The Daily Beast reports that Kudrow, who starred in the ’90s series, said that the series was about creator Marta Kauffman’s experiences at college as a post-grad. Reading between the lines, it can be assumed that Kauffman’s experiences primarily included non-white classmates.

"I feel like it was a show created by two people who went to Brandeis and wrote about their lives after college. And for shows especially, when it's going to be a comedy that's character-driven, you write what you know," said Kudrow.

“They have no business writing stories about the experiences of being a person of color,” she added. “I think at that time, the big problem that I was seeing was, ‘Where’s the apprenticeship?'”

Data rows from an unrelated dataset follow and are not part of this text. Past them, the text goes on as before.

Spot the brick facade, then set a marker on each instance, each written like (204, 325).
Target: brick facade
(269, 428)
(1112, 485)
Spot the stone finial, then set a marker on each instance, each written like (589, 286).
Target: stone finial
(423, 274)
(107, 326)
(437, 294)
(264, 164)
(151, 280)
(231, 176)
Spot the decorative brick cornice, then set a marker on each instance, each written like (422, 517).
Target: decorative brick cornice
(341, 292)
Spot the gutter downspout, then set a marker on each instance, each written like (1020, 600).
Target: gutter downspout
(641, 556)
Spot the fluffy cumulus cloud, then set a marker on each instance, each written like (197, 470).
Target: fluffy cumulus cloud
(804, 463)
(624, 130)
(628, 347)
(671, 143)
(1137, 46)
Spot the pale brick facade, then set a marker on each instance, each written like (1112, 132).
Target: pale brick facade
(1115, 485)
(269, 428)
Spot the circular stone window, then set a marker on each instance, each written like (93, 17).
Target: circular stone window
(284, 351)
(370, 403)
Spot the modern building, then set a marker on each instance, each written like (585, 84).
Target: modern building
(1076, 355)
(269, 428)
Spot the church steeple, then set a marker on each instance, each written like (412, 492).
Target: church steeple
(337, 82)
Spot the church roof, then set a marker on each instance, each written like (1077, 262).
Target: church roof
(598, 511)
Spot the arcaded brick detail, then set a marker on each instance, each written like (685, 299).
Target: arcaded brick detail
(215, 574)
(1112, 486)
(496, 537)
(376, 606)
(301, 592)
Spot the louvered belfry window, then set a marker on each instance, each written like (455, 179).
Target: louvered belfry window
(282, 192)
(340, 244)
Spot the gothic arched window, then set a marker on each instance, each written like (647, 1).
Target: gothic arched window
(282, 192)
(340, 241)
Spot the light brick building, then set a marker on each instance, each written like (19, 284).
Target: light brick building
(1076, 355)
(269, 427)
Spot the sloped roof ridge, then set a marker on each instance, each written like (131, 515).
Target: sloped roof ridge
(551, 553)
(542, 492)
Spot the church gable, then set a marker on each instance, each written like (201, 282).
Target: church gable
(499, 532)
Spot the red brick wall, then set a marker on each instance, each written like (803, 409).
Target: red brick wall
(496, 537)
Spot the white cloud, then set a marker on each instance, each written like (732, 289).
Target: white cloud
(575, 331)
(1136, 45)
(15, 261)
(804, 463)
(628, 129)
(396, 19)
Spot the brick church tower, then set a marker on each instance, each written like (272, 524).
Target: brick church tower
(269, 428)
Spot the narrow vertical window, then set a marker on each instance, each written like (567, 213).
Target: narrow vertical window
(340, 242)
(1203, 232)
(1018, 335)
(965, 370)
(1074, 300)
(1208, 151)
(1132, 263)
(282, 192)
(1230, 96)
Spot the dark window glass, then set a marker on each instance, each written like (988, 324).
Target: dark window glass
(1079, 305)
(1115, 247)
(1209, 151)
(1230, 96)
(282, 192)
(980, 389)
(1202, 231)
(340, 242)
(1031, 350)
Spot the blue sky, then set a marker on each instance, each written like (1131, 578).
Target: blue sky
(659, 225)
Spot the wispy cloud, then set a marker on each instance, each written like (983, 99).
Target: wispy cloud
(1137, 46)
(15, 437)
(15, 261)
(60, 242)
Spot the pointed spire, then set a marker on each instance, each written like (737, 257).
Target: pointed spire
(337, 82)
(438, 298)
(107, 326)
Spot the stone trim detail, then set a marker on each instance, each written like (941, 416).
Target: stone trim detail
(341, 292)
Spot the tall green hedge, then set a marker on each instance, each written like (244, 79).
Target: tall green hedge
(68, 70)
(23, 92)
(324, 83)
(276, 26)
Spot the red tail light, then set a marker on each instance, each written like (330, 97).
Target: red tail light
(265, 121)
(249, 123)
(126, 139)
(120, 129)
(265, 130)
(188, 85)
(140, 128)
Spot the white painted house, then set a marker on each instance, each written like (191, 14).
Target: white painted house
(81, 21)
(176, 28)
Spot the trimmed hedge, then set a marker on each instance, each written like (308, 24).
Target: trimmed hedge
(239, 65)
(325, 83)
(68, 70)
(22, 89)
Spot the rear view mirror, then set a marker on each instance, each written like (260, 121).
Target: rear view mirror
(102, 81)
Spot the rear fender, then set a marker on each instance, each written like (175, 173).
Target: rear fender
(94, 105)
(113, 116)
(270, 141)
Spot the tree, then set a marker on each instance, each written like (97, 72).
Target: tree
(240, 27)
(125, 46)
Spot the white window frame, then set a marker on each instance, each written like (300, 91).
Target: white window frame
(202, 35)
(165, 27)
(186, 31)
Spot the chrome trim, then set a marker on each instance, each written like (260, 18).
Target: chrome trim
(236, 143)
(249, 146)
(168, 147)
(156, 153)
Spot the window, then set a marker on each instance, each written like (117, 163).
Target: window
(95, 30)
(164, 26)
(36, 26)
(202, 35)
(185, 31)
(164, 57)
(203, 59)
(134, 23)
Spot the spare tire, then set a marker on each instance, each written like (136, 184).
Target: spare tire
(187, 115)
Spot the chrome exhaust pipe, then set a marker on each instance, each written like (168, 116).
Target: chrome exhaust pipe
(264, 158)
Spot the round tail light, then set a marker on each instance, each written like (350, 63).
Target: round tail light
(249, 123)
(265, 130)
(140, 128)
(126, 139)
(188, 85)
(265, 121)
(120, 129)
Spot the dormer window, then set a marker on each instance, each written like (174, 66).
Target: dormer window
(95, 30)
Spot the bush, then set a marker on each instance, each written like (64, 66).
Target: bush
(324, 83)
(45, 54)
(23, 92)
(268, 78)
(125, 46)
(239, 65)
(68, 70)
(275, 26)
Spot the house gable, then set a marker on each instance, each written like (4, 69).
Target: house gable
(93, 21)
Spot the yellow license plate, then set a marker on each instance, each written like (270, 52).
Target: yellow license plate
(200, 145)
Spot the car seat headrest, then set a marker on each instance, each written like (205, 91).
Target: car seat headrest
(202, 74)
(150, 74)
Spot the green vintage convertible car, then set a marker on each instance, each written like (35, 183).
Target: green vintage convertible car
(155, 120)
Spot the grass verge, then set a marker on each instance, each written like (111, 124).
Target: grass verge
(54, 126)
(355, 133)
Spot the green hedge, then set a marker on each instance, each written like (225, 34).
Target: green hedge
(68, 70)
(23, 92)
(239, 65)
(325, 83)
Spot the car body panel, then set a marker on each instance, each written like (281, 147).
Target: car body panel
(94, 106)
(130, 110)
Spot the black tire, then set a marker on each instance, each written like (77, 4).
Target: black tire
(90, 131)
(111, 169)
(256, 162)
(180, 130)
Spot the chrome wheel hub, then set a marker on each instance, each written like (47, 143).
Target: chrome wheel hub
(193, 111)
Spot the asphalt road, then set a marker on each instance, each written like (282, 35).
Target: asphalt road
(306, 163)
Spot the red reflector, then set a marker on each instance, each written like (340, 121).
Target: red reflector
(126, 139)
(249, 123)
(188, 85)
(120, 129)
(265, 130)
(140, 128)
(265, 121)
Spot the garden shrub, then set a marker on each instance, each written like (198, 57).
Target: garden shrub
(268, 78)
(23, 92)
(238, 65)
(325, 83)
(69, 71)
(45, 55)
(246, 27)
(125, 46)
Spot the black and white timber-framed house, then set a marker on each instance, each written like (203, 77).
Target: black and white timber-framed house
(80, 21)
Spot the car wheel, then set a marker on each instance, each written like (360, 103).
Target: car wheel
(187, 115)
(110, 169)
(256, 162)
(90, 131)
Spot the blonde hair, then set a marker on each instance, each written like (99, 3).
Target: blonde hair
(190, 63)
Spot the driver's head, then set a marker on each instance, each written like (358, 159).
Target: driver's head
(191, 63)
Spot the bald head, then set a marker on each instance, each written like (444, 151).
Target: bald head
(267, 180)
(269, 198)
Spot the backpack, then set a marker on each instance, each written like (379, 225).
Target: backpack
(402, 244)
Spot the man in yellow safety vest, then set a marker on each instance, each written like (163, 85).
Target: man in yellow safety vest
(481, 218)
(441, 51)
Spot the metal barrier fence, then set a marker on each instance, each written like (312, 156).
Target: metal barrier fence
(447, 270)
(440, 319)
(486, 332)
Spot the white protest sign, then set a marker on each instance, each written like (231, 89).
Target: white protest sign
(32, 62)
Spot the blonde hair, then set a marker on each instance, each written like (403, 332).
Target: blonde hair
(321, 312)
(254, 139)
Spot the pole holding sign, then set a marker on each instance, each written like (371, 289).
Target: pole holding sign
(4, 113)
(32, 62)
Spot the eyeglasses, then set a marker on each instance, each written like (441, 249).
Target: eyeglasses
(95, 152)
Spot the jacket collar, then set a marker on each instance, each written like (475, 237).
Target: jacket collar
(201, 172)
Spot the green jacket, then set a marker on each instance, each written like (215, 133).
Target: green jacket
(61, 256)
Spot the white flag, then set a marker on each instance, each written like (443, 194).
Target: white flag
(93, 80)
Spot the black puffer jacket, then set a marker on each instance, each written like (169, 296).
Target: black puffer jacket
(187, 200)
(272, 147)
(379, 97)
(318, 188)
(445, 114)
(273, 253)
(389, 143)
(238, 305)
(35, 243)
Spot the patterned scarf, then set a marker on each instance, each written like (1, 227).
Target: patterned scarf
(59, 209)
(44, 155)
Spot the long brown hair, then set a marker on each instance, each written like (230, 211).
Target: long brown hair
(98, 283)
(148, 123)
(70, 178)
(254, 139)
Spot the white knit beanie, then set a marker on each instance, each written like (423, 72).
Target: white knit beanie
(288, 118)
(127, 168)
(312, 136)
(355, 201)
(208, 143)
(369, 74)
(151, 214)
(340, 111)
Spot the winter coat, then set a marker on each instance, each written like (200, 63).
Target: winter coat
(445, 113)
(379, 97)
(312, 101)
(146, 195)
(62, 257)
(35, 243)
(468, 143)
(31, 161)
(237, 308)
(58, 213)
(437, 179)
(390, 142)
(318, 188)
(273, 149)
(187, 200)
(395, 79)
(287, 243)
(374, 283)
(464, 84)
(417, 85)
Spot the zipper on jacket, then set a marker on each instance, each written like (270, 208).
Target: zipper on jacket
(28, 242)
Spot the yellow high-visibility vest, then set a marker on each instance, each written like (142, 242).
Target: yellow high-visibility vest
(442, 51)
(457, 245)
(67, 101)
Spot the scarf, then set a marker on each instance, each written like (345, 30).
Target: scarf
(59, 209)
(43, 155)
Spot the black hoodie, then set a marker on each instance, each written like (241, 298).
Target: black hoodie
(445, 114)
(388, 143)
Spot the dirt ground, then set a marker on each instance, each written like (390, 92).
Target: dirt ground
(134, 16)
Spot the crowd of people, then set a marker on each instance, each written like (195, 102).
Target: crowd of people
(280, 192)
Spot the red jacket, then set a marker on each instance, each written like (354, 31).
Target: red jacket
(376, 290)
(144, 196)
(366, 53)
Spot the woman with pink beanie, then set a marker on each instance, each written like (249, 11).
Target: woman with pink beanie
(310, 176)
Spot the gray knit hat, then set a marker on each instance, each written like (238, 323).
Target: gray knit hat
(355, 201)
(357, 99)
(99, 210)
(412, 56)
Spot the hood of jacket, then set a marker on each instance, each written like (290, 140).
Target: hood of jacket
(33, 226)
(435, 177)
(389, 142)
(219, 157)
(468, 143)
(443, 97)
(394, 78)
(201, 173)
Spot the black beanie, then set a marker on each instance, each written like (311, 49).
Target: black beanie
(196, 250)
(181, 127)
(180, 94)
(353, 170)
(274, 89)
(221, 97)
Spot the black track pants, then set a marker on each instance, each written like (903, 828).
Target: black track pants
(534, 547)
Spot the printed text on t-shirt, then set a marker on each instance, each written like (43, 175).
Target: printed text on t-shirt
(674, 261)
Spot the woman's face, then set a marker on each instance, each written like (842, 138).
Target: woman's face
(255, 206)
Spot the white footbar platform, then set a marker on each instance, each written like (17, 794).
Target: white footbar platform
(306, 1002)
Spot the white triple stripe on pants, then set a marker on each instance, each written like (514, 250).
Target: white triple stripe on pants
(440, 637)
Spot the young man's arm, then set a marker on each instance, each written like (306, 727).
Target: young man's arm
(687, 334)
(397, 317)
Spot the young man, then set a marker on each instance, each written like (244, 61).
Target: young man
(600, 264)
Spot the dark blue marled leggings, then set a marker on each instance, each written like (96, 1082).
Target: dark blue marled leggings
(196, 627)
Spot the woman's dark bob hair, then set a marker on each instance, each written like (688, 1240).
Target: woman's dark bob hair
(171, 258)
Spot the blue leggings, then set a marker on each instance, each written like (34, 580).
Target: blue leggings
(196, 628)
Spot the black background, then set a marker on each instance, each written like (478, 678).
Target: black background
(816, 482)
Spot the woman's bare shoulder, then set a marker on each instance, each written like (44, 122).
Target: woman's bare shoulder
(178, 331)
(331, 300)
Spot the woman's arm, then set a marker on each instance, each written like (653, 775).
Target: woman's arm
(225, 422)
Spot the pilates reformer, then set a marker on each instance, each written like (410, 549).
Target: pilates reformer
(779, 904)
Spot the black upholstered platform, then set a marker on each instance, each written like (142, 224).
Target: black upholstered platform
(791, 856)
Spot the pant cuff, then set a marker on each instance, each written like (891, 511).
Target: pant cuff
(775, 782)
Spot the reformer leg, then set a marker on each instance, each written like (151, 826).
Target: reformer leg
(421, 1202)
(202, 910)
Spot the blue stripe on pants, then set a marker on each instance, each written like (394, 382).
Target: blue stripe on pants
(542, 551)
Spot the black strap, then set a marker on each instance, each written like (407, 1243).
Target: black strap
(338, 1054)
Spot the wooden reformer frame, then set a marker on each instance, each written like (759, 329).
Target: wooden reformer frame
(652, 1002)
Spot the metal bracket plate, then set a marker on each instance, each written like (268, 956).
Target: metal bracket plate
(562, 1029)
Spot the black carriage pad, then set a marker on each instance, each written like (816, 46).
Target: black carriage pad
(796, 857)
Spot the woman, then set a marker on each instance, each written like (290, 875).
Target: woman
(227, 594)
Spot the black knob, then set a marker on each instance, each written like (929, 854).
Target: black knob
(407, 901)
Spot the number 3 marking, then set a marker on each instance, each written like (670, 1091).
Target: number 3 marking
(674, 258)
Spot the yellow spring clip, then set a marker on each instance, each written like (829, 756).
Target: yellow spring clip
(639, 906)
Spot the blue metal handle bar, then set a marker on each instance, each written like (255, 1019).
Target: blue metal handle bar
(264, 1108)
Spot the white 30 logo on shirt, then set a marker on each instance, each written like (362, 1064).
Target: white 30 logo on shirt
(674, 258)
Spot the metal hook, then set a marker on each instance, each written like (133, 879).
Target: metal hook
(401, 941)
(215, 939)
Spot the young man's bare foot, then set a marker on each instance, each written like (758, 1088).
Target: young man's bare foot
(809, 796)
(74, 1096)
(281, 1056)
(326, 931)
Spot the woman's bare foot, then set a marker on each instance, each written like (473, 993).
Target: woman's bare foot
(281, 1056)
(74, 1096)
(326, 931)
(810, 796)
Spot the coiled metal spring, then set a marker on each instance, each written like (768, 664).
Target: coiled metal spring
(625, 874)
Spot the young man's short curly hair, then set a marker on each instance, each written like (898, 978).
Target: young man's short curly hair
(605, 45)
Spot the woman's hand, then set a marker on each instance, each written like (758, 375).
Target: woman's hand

It’s not clear on what Kudrow meant by “apprenticeship,” but perhaps it means mentoring other non-white creators, something Kauffman has said she is ready to do via the creation of a $4 million fund supporting students studying Africa and the African diaspora.

This isn't the first time Kudrow has spoken out about Friends, which had been under fire for several years as an assumed copy of 'Living Single,' the all-Black sitcom that came out prior to Friends.

“Well, it would not be an all-white cast, for sure. I’m not sure what else, but, to me, it should be looked at as a time capsule, not for what they did wrong,” she said at the time. “Also, this show thought it was very progressive. There was a guy whose wife discovered she was gay and pregnant and they raised a child together? We had surrogacy too. It was, at the time, progressive.”